Michelle Nunn, the Democratic candidate for U.S. Senate. AP/ /Akili-Casundria Ramsess

 

Macon – Democrat Michelle Nunn poked a little fun at her campaign – and previewed a new line of attack against her Republican opponent – in her first extensive interview since the release of a 144-page series of memos  outlining her electoral strategy.

“I always thought I wanted to run an open and transparent campaign but this has gone beyond what I anticipated or intended,” she said during a stop in Macon.

The memo lays out Nunn’s campaign strategy in stark terms, including detailed fundraising plans, an in-depth public relations strategy and pushback to planned GOP attacks on some of her vulnerabilities. It even includes a plan to have a rally with gun rights groups as November nears.

Republicans have used the documents to try to paint her as a consultant-driven robot, and GOP nominee David Perdue told the AJC he was “fairly shocked” by his rival’s political approach. She said the Republican scrutiny is an effort to “mischaracterize” her record.

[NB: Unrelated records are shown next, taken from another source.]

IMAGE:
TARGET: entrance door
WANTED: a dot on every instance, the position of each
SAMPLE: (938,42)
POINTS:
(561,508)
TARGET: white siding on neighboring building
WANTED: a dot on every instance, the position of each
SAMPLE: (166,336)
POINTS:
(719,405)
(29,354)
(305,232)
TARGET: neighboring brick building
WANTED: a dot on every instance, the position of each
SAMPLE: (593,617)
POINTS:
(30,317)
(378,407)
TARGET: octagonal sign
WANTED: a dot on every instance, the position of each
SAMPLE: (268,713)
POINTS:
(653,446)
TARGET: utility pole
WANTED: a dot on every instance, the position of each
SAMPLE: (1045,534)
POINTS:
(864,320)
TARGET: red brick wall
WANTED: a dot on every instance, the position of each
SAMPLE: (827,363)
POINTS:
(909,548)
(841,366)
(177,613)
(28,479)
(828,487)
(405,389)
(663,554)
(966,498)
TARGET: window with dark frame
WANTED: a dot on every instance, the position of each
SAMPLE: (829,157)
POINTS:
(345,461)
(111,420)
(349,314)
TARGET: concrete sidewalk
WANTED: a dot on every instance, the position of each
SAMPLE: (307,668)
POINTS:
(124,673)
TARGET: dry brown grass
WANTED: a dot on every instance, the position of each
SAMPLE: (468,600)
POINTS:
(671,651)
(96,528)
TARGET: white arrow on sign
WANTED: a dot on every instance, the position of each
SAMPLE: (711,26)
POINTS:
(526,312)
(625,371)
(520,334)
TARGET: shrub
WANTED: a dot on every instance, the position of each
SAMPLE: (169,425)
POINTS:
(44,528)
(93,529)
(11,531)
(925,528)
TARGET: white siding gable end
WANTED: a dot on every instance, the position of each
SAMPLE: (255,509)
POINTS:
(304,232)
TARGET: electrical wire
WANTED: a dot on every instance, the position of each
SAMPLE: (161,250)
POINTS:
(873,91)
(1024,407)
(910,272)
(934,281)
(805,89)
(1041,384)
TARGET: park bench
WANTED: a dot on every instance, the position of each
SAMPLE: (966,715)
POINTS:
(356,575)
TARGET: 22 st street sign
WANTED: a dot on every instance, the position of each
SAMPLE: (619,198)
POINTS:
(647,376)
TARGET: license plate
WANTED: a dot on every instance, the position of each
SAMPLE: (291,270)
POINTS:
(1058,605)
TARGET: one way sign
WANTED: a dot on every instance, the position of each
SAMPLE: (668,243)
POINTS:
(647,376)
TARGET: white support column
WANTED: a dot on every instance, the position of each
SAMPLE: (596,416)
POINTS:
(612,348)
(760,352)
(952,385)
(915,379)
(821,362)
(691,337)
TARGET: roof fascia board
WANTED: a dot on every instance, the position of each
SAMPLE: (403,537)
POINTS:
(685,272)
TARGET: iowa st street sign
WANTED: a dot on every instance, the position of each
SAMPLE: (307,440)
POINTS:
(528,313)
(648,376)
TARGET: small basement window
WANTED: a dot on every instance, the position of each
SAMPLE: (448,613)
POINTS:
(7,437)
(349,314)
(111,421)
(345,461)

She compared the memos to counsel she receives from supporters and strategists – rather than a campaign blueprint. She wouldn’t say specifically what advice she’s taken and what she abandoned, but said there was nothing in the memo she wanted to clarify.

Said Nunn:

“First of all, the set of memos were a set of advice that I was getting from a variety of folks. I’m getting advice every day from everybody parents to friends to my children. The nature of campaigns is ever evolving, but what’s remained constant is we’re focused on talking about a collaborative approach and the importance of bipartisanship and problem-solving. And changing the culture in Washington. That’s what we talked about from the beginning.”

The Democrat pivoted to a new line of attack against Perdue, a former Fortune 500 executive. Nunn, a nonprofit executive who earlier seemed reluctant to speak ill of her GOP foe, sought to draw a sharper distinction between the two at the Macon stop.

“If you look at our experiences , our aspirations, the issues that we’ve embraced, you’ll see a real contrast. I have a record of focusing on trying to make a difference in peoples’ lives and actually solving problems and working across the aisle and embracing the fact that people on both sides of the party divide have good ideas if we work together. And you won’t hear any of that from David Perdue.”

She then took a shot at Perdue’s boardroom background, including a reference to his tenure at Pillowtex the failed North Carolina textile company that shuttered shortly after he left, leaving thousands out of work. (He has said he only realized the firm’s dire straits after he took control.)

“It’s somewhat ironic to me that David Perdue’s allies are running ads against me when in fact David Perdue has made 20 times my salary at the same time he has been outsourcing jobs, laying off workers and running up debt on his companies. Whereas I have a record of creating and growing an organization, making hard choices but making that organization stronger and more effective by every measure. I’m happy to make that contrast.”